Al Jazeera: Are you close with him? People have challenging relationships with their fathers sometimes.
Lai: I was very fortunate, I was incredibly lucky because by the time that I was born, dad was already a bit older. So I’m 28, he’s 75. He was 47 when I was born, so obviously he was still very busy but we got to spend a lot of time together growing up. I think at the end of the day, he’s obviously someone I look up to greatly because of his actions [and] because of his willingness to stand by his word.
I saw videos from the BBC that they showed me from the archives and it was him before the handover. These English guys were interviewing him, and the crazy thing is this is like 30 years ago and when they ask him, ‘What are they going to do? Are they going to come after you?’ And he tears up and says, ‘Hong Kong is my home, it’s given me everything, so I’ll protect it’. And that was 30 years ago. It’s mind-blowing.
Al Jazeera: How would you describe the Hong Kong of today compared with the one where you grew up?
Lai: I think for a lot of people Hong Kong was always a very hopeful place. It had its issues but it was always a very hopeful place – a place where because of the institutions that were in place … where if someone was willing to work really hard they could have a successful outcome. But I think more importantly, it was one of the rare places in the world – a society of Chinese people that had freedoms besides universal suffrage. It was an experiment in that sense.

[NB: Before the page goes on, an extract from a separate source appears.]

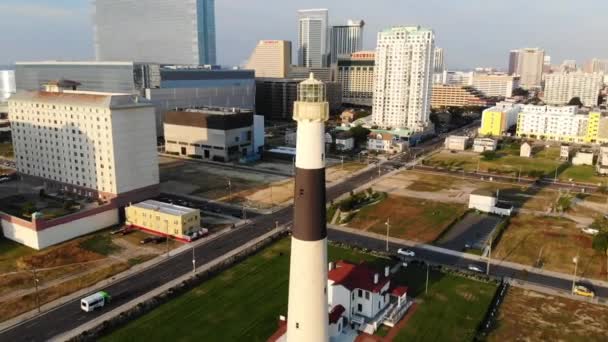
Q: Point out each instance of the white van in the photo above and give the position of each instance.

It was always people leaving mainland China to come to Hong Kong and not Hong Kong to mainland China. So for me that was always a source of pride, the freedoms that we had, the hope that we had it’s what made Hong Kong so dynamic.

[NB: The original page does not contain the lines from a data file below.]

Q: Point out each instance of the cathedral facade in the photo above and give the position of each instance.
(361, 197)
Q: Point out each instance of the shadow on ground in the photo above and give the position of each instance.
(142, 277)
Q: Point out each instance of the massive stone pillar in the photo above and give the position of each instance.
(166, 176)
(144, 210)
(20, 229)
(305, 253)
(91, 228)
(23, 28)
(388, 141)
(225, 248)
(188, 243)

My impression of Hong Kong Kong now – and I haven’t been for three years – is that by and large that freedom is gone. It’s a place where the government has blurred the lines of the law so much that most people would rather stay clear of it. I think that element of not being scared of what you say or scared of what you do, I think that’s central to why Hong Kong was successful.

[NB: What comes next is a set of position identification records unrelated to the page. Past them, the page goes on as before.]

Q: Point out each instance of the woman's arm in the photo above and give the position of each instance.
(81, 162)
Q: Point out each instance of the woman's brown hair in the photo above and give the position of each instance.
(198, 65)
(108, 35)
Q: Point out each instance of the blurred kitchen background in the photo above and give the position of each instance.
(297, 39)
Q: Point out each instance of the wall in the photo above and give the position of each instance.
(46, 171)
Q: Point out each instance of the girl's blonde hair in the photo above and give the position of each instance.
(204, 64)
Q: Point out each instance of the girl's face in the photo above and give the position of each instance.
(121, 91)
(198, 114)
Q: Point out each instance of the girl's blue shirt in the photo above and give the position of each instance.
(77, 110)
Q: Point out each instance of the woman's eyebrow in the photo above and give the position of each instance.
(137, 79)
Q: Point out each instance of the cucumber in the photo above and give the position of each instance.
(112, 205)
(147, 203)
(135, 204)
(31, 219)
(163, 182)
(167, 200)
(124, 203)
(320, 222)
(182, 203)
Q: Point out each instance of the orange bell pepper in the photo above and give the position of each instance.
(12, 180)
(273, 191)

Al Jazeera: Where do you see Hong Kong in five years?
Lai: I think it depends on if the people running Hong Kong realise it’s true that these freedoms are one way to [stand out] because in the end, the government has to be accountable for what they say, they will be judged on their actions. I hope and I don’t know if that will be the case that Hong Kong will realise the cost of giving up these freedoms is too high and reinstate them. If that’s the case there is a possibility of it being a world city again. I think where it’s going though it’s probably going to be another mainland city, and it’s going to lose its competitive advantage, it’s no longer going to be able to compete with other cities in mainland China.